Sandra Knecht
∗1968, Switzerland
Sandra Knecht (1968, Zurich, Switzerland) lives and works near Basel, in a small village. In her installations, performances, photographs, and sculptures, the artist explores fundamental questions of home, identity, and belonging. Drawing from a rich source of Alpine folklore, legends, and ritual masks, her works merge into multilayered, poetic visual worlds.A central element of her practice are collaborative cooking projects: shared meals become an artistic format in which food and raw ingredients serve as media for exchange and encounter.
Knecht's work moves at the intersection of personal experience and collective memory, inviting us to reconsider our own notions of home and community.
At the centre of Ortisei, Knecht invites visitors into a participatory encounter that oscillates between play and unease.
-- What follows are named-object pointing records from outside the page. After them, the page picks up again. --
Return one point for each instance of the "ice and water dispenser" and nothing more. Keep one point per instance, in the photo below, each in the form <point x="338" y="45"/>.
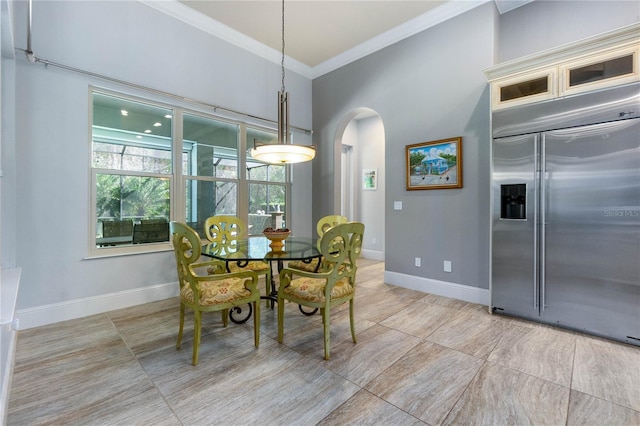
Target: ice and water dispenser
<point x="513" y="201"/>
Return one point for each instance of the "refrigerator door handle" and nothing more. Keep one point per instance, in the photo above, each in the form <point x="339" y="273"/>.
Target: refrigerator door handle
<point x="543" y="219"/>
<point x="536" y="178"/>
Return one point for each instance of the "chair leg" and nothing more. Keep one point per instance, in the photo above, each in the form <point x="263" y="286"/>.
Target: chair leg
<point x="197" y="323"/>
<point x="225" y="317"/>
<point x="256" y="323"/>
<point x="280" y="319"/>
<point x="179" y="343"/>
<point x="353" y="327"/>
<point x="326" y="320"/>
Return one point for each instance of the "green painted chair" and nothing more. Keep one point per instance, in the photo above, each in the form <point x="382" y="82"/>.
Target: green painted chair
<point x="225" y="230"/>
<point x="220" y="291"/>
<point x="333" y="285"/>
<point x="322" y="226"/>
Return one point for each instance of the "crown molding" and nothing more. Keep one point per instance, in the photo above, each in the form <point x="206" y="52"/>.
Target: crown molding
<point x="198" y="20"/>
<point x="414" y="26"/>
<point x="621" y="37"/>
<point x="505" y="6"/>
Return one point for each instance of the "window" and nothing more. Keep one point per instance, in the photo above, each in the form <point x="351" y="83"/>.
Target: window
<point x="132" y="165"/>
<point x="267" y="187"/>
<point x="211" y="169"/>
<point x="154" y="163"/>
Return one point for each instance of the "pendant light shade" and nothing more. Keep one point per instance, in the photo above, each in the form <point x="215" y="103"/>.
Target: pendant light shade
<point x="283" y="152"/>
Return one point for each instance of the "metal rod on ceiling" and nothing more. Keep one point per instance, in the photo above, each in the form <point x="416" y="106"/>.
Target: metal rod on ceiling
<point x="32" y="58"/>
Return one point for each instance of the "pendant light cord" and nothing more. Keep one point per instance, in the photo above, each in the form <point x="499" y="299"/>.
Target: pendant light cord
<point x="282" y="47"/>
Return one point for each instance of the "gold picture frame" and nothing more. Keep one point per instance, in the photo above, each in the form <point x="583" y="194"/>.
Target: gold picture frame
<point x="434" y="165"/>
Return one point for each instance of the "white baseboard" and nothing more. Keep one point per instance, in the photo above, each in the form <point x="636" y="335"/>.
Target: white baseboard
<point x="56" y="312"/>
<point x="441" y="288"/>
<point x="372" y="254"/>
<point x="7" y="375"/>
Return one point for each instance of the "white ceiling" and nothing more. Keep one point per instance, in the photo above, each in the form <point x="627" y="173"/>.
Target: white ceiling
<point x="320" y="35"/>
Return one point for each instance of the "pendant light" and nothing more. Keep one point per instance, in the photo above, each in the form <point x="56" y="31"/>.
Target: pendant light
<point x="283" y="152"/>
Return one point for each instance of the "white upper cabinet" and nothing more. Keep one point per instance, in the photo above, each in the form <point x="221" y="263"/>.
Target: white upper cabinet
<point x="610" y="59"/>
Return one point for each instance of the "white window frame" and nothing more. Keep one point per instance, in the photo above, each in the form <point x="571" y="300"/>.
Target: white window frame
<point x="177" y="185"/>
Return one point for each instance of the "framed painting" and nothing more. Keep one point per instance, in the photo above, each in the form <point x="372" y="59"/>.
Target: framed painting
<point x="434" y="165"/>
<point x="370" y="179"/>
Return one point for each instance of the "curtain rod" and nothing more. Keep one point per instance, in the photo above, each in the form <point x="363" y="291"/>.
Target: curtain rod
<point x="33" y="59"/>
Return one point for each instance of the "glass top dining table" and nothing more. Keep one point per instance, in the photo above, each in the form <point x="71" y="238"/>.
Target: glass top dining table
<point x="257" y="248"/>
<point x="244" y="250"/>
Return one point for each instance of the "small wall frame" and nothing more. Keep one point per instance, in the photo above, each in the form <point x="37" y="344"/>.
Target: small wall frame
<point x="370" y="179"/>
<point x="434" y="165"/>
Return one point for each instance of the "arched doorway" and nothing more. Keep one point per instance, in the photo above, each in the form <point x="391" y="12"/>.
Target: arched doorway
<point x="360" y="171"/>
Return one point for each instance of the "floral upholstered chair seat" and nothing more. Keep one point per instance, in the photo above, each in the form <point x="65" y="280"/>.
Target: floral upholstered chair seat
<point x="313" y="289"/>
<point x="332" y="285"/>
<point x="217" y="292"/>
<point x="225" y="230"/>
<point x="323" y="225"/>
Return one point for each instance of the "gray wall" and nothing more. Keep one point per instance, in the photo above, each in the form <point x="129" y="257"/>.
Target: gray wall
<point x="431" y="87"/>
<point x="428" y="87"/>
<point x="129" y="41"/>
<point x="544" y="24"/>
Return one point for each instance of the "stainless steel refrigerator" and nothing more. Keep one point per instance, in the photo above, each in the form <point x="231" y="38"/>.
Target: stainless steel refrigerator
<point x="566" y="213"/>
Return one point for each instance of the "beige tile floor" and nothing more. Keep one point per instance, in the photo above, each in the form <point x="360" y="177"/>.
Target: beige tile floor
<point x="420" y="359"/>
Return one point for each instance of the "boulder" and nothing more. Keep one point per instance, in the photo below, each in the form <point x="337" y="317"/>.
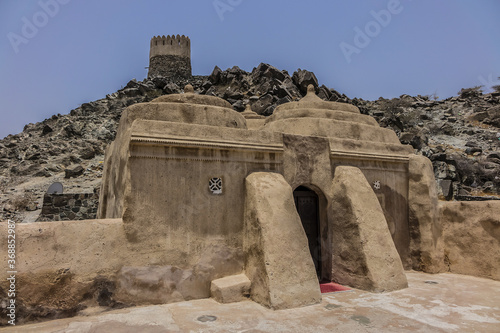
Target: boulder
<point x="364" y="254"/>
<point x="73" y="173"/>
<point x="302" y="78"/>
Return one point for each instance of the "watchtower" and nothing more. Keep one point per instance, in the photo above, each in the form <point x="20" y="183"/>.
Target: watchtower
<point x="170" y="57"/>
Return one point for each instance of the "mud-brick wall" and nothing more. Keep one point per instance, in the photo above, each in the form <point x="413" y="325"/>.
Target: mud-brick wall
<point x="471" y="233"/>
<point x="71" y="206"/>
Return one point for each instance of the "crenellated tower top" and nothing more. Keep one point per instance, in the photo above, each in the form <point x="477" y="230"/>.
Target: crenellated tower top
<point x="170" y="57"/>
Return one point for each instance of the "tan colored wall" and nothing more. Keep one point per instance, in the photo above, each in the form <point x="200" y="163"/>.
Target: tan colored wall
<point x="391" y="172"/>
<point x="276" y="249"/>
<point x="471" y="232"/>
<point x="363" y="253"/>
<point x="426" y="244"/>
<point x="170" y="45"/>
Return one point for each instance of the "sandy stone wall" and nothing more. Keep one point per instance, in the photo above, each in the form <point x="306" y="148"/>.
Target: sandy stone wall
<point x="281" y="279"/>
<point x="171" y="66"/>
<point x="471" y="233"/>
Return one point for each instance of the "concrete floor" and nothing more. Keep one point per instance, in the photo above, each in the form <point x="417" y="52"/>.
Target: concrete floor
<point x="432" y="303"/>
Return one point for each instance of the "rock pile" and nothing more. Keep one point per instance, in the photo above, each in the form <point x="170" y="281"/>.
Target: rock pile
<point x="461" y="135"/>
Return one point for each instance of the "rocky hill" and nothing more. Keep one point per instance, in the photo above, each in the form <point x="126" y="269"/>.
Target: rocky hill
<point x="461" y="135"/>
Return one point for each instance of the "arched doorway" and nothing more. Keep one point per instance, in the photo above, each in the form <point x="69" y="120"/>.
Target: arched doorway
<point x="307" y="204"/>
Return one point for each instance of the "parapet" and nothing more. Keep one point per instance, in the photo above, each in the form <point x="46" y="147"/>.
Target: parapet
<point x="170" y="45"/>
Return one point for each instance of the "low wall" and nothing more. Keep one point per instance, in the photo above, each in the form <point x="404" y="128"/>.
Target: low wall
<point x="471" y="232"/>
<point x="70" y="206"/>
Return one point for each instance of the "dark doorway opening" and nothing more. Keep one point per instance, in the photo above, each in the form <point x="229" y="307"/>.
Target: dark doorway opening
<point x="307" y="204"/>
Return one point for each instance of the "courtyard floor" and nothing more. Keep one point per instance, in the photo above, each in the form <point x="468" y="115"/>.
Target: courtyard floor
<point x="432" y="303"/>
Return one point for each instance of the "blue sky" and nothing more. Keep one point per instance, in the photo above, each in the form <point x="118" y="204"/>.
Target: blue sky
<point x="58" y="54"/>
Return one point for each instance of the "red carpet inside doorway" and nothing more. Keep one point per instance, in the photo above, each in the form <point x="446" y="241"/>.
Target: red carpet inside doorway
<point x="331" y="287"/>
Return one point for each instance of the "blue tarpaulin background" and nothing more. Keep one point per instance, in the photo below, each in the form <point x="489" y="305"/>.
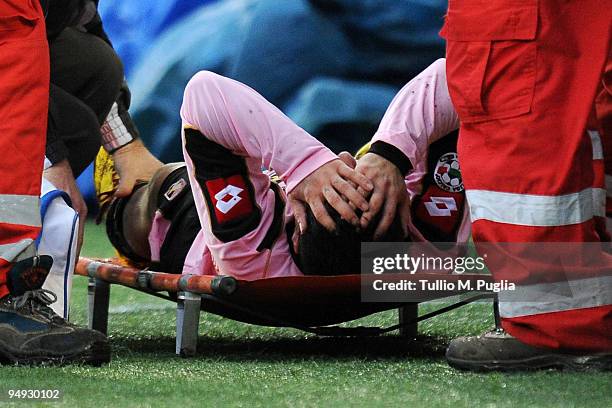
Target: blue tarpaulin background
<point x="332" y="65"/>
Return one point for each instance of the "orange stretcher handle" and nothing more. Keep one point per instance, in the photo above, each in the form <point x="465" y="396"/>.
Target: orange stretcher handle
<point x="155" y="281"/>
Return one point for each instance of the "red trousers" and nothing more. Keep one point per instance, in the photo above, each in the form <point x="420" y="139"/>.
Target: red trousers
<point x="24" y="98"/>
<point x="523" y="76"/>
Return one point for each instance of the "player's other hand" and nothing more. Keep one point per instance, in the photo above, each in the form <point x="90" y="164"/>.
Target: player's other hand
<point x="134" y="162"/>
<point x="330" y="183"/>
<point x="389" y="195"/>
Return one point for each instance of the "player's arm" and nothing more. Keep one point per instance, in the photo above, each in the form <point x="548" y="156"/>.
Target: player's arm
<point x="236" y="117"/>
<point x="420" y="114"/>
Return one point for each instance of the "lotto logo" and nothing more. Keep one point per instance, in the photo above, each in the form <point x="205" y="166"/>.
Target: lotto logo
<point x="228" y="198"/>
<point x="441" y="206"/>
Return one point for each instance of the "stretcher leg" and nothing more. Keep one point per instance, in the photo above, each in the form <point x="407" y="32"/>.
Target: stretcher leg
<point x="406" y="313"/>
<point x="99" y="295"/>
<point x="187" y="323"/>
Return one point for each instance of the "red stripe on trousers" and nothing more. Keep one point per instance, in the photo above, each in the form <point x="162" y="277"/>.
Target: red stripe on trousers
<point x="24" y="97"/>
<point x="524" y="106"/>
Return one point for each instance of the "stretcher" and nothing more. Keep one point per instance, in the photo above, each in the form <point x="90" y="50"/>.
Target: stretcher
<point x="310" y="303"/>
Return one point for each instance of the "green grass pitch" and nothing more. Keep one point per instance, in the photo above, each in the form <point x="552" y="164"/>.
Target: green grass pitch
<point x="240" y="365"/>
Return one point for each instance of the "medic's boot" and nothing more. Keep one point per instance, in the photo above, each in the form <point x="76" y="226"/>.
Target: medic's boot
<point x="499" y="351"/>
<point x="31" y="333"/>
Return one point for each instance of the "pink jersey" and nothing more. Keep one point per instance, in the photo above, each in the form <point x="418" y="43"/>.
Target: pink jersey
<point x="238" y="118"/>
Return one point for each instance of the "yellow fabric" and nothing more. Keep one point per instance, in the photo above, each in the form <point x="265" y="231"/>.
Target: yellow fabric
<point x="361" y="152"/>
<point x="106" y="179"/>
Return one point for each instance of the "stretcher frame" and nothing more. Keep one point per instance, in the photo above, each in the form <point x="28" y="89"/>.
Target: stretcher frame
<point x="191" y="290"/>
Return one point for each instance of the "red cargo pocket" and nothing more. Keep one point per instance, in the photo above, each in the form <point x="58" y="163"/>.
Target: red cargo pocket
<point x="491" y="57"/>
<point x="17" y="19"/>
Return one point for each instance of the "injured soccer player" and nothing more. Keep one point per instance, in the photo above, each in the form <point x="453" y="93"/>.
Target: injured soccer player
<point x="225" y="210"/>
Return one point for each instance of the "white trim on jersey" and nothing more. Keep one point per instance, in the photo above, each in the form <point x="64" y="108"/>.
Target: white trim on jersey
<point x="596" y="143"/>
<point x="529" y="209"/>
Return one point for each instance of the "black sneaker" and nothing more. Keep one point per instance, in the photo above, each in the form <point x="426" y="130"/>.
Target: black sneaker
<point x="31" y="333"/>
<point x="499" y="351"/>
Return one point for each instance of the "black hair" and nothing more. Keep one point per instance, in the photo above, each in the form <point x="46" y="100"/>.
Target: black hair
<point x="321" y="252"/>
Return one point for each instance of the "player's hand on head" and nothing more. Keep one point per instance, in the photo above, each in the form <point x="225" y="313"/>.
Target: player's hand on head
<point x="330" y="183"/>
<point x="134" y="162"/>
<point x="389" y="194"/>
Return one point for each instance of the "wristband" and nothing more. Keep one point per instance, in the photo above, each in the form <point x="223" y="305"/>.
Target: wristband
<point x="393" y="154"/>
<point x="114" y="132"/>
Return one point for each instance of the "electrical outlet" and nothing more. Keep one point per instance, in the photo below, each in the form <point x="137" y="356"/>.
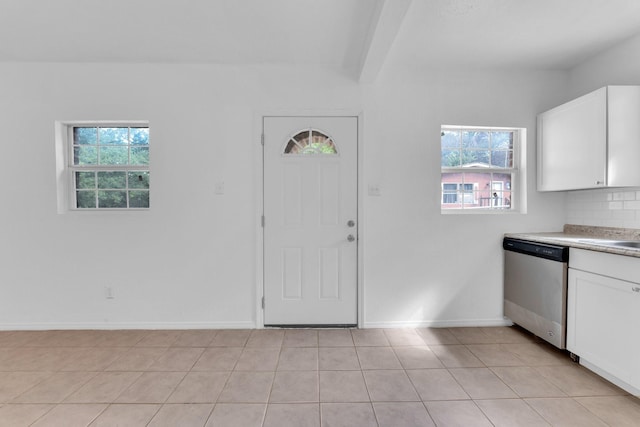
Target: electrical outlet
<point x="218" y="188"/>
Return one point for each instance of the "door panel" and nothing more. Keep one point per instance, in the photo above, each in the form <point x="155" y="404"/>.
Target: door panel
<point x="310" y="267"/>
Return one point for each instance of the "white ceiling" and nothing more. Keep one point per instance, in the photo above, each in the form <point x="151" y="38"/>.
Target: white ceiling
<point x="354" y="36"/>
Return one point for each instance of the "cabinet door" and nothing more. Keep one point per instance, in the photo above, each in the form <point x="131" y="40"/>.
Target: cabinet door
<point x="624" y="136"/>
<point x="602" y="317"/>
<point x="572" y="144"/>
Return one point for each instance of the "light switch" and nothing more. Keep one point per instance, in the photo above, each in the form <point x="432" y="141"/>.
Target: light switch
<point x="218" y="188"/>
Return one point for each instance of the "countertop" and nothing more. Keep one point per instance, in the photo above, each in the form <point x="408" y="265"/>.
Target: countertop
<point x="587" y="237"/>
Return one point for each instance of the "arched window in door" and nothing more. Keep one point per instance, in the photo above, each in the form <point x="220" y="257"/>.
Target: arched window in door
<point x="310" y="141"/>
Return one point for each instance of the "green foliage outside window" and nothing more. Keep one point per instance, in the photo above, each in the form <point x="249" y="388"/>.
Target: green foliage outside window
<point x="111" y="146"/>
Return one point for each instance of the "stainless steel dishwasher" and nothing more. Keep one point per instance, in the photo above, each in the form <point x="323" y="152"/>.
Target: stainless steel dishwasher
<point x="535" y="288"/>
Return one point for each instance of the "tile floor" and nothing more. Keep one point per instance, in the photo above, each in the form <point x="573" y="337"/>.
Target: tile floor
<point x="272" y="377"/>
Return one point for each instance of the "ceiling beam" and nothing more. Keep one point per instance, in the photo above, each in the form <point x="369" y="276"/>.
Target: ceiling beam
<point x="384" y="27"/>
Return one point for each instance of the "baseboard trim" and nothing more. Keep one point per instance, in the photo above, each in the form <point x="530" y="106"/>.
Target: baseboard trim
<point x="124" y="325"/>
<point x="438" y="323"/>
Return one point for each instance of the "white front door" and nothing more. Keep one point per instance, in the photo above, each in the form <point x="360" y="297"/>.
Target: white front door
<point x="310" y="229"/>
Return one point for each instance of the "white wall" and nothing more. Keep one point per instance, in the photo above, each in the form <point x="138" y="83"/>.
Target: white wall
<point x="191" y="261"/>
<point x="424" y="267"/>
<point x="188" y="262"/>
<point x="619" y="65"/>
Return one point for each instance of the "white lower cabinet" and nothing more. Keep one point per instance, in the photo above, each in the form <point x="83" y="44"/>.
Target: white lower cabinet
<point x="603" y="316"/>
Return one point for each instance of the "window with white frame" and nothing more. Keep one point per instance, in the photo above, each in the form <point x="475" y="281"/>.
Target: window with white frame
<point x="480" y="168"/>
<point x="107" y="165"/>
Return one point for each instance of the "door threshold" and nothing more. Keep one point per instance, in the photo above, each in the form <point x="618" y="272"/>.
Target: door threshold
<point x="321" y="326"/>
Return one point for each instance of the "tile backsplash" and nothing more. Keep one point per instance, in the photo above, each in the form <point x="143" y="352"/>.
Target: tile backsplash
<point x="612" y="207"/>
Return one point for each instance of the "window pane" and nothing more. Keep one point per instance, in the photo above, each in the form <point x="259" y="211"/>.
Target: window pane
<point x="112" y="199"/>
<point x="450" y="158"/>
<point x="501" y="185"/>
<point x="140" y="136"/>
<point x="85" y="199"/>
<point x="474" y="139"/>
<point x="114" y="135"/>
<point x="138" y="199"/>
<point x="112" y="180"/>
<point x="450" y="196"/>
<point x="138" y="179"/>
<point x="450" y="139"/>
<point x="85" y="155"/>
<point x="502" y="140"/>
<point x="502" y="159"/>
<point x="310" y="142"/>
<point x="85" y="180"/>
<point x="475" y="158"/>
<point x="85" y="136"/>
<point x="114" y="155"/>
<point x="139" y="155"/>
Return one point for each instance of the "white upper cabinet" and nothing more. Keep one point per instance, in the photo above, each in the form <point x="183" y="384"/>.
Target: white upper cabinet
<point x="591" y="142"/>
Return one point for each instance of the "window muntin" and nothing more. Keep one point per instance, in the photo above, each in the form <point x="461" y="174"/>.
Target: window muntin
<point x="310" y="142"/>
<point x="109" y="167"/>
<point x="479" y="168"/>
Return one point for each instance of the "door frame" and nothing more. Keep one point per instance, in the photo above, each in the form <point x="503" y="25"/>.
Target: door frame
<point x="258" y="125"/>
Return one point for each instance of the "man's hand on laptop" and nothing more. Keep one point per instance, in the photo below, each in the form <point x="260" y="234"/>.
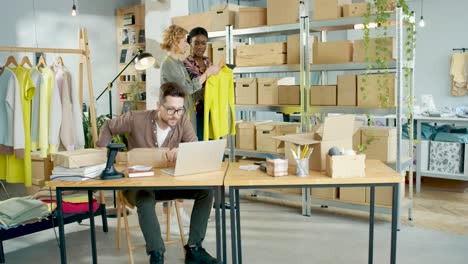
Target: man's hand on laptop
<point x="172" y="155"/>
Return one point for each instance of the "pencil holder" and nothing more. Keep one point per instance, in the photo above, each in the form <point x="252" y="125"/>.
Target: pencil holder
<point x="302" y="167"/>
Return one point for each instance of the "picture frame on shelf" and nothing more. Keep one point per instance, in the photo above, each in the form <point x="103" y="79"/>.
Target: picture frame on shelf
<point x="141" y="36"/>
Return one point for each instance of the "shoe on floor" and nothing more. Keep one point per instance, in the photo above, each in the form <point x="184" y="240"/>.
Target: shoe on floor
<point x="198" y="255"/>
<point x="184" y="217"/>
<point x="156" y="257"/>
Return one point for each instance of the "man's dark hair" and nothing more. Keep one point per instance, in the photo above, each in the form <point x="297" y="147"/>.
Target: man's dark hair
<point x="170" y="89"/>
<point x="195" y="32"/>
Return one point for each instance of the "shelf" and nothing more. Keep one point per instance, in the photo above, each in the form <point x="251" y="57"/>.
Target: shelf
<point x="352" y="66"/>
<point x="269" y="108"/>
<point x="344" y="23"/>
<point x="352" y="110"/>
<point x="444" y="175"/>
<point x="255" y="154"/>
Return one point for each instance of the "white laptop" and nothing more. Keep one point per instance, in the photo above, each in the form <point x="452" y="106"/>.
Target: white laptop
<point x="198" y="157"/>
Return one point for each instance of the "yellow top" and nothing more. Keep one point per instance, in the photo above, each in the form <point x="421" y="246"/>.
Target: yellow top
<point x="19" y="170"/>
<point x="219" y="94"/>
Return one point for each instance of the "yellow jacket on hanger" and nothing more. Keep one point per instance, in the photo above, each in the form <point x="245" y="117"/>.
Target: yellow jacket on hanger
<point x="219" y="95"/>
Mounted high between buildings, a large wooden figure—over two metres long—can be activated by pulling a cord. In response, its arms rise like wings while its face shifts, revealing hidden layers beneath a mask. The gesture recalls traditional children’s toys, yet the transformation introduces a subtle disturbance: a familiar figure begins to mutate into something ambiguous, hovering between innocence and threat.
Drawing from Alpine folklore, particularly the legend of Dolasilla and the Fanes Kingdom, Knecht brings together ritual masks, mythological narratives, and vernacular craftsmanship. The carved forms, inspired by local toy-making and Perchten masks, embody a tension between protection and danger, disguise and revelation. Suspended in space, the figures become both spectacle and symbol—inviting to reflect on on how stories, identities, and collective fears are continuously performed and reimagined.